Logistic Regression is one of the most important ML algorithms and a natural bridge to Deep Learning. Its building block, the Perceptron, is closely related to Logistic Regression, so understanding it pays dividends later.

What is it?

  • A linear classifier that models the probability of a class using the logistic (sigmoid) link.
  • This note takes the probabilistic point of view rather than the geometric one.

When it works best

  • Works well when data is linearly separable or almost linearly separable.
  • Linearly separable: classes can be split by a straight line (2D), plane (3D), or hyperplane (higher‑D).
  • Almost separable: allow a few misclassifications, but a single boundary still explains most points.
  • If classes are highly non‑linear, a single linear boundary will struggle → consider feature engineering or non‑linear models.

The Perceptron Trick (intuition and simple learner)

Purpose: a simple approach to learn a separating line; it’s foundational for Deep Learning.

Notes:

  • Simple and easy to implement, though not always the optimal logistic solution.
  • Goal: learn coefficients (A, B, C) for the line A*x + B*y + C = 0 that best separate the classes.

Core loop

  1. Initialise (A, B, C) randomly (or zeros) → an initial, likely poor line.
  2. Repeat for several epochs or until convergence:
    • Pick a random training point (X_i, Y_true).
    • Ask: is it correctly classified by the current line?
    • If misclassified, update the line to move toward the point if it’s positive, or away if it’s negative.
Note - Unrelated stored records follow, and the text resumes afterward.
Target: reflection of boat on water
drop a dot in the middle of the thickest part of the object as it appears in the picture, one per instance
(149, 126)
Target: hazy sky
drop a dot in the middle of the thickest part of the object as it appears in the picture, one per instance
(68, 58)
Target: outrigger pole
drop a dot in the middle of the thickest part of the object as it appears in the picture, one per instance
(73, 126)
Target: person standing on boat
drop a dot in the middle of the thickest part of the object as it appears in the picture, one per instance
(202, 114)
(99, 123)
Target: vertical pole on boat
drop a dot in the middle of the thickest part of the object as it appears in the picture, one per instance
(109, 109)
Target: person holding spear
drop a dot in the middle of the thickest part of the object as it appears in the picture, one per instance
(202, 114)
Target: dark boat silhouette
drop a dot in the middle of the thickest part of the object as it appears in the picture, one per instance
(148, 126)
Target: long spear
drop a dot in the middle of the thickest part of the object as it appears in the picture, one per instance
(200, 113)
Positive/negative regions for A*x + B*y + C = 0

  • Point (x1, y1) is positive if A*x1 + B*y1 + C > 0.
  • Negative if A*x1 + B*y1 + C < 0.
  • On the line if A*x1 + B*y1 + C = 0.

How changing coefficients moves the line

  • Change C → parallel shift up/down.
  • Change A → rotate around Y‑axis.
  • Change B → rotate around X‑axis.

Update rules with augmented coordinates

Use augmented inputs with X0 = 1 and weights W = [W0, W1, W2] where W0=C, W1=A, W2=B.

  • Case 1: Negative point (Y_true = 0) predicted positive (Y_pred = 1) → subtract: W_new = W_old - eta * X_i.
  • Case 2: Positive point (Y_true = 1) predicted negative (Y_pred = 0) → add: W_new = W_old + eta * X_i.
    • eta is the learning rate (e.g., 0.01).

Unified update rule

Let S = W·X_i (dot product with augmented X_i). Predict Y_pred = 1 if S >= 0, else 0.
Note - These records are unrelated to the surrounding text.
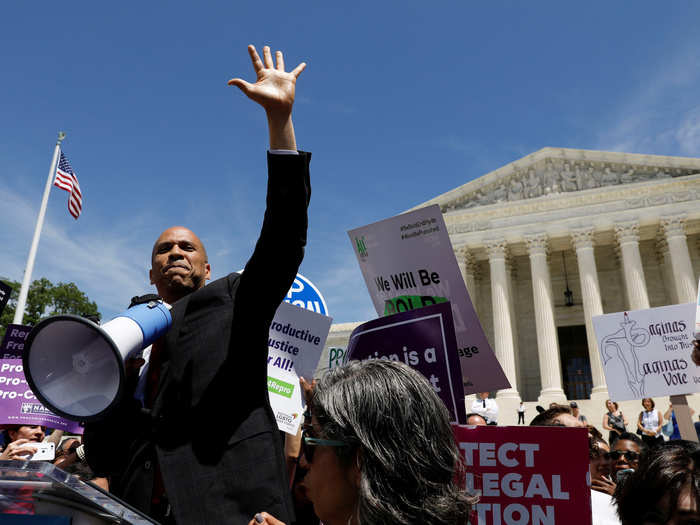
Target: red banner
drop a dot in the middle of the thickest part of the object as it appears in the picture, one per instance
(527, 475)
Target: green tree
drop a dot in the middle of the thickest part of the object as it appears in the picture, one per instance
(45, 299)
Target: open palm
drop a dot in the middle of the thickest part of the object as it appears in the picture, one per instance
(274, 88)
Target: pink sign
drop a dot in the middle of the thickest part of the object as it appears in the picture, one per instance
(527, 475)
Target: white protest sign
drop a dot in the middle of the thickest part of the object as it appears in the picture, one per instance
(294, 344)
(408, 262)
(646, 353)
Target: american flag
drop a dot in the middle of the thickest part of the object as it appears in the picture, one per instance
(66, 180)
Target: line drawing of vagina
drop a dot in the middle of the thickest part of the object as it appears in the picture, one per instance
(624, 344)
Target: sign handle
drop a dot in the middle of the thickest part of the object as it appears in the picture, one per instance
(685, 423)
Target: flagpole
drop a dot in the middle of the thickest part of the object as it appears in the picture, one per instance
(24, 290)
W_new = W_old + eta * (Y_true - Y_pred) * X_i

Behaviours:

  • If correct: Y_true == Y_pred → no change.
  • If positive misclassified (1 vs 0): add eta * X_i.
  • If negative misclassified (0 vs 1): subtract eta * X_i.

Convergence and stopping

  • Stop when there are no misclassified points (convergence) or after a fixed number of epochs.
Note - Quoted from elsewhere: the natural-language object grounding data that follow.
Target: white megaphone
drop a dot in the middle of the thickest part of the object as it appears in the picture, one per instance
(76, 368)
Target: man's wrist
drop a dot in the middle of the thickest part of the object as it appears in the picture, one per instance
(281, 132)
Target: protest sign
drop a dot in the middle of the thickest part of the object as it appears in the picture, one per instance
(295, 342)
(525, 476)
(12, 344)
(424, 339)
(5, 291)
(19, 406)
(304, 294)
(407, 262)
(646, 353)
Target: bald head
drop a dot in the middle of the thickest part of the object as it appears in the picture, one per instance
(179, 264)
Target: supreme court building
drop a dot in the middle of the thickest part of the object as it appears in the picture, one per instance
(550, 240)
Perceptron‑style training loop (pseudo‑Python)

import numpy as np

def train_perceptron(X, y, epochs=1000, eta=0.01, seed=42):
# X: shape (n_samples, 2) for features [x, y]; we'll augment inside
rng = np.random.default_rng(seed)
X_aug = np.hstack([np.ones((X.shape[0], 1)), X]) # add X0 = 1
W = np.zeros(X_aug.shape[1]) # [C, A, B]

for _ in range(epochs):
i = rng.integers(0, X_aug.shape[0])
Xi, yi = X_aug[i], y[i]
S = W @ Xi
y_pred = 1 if S >= 0 else 0
W = W + eta * (yi - y_pred) * Xi
return W

Key takeaways

  1. Logistic Regression is central to ML and underpins Perceptron/Deep Learning ideas.
  2. It works best when data is (almost) linearly separable; a single linear boundary is assumed.
  3. The Perceptron Trick offers a simple learning procedure with intuitive add/subtract updates.
  4. Use augmented coordinates and the unified rule W_new = W_old + eta * (Y_true - Y_pred) * X_i.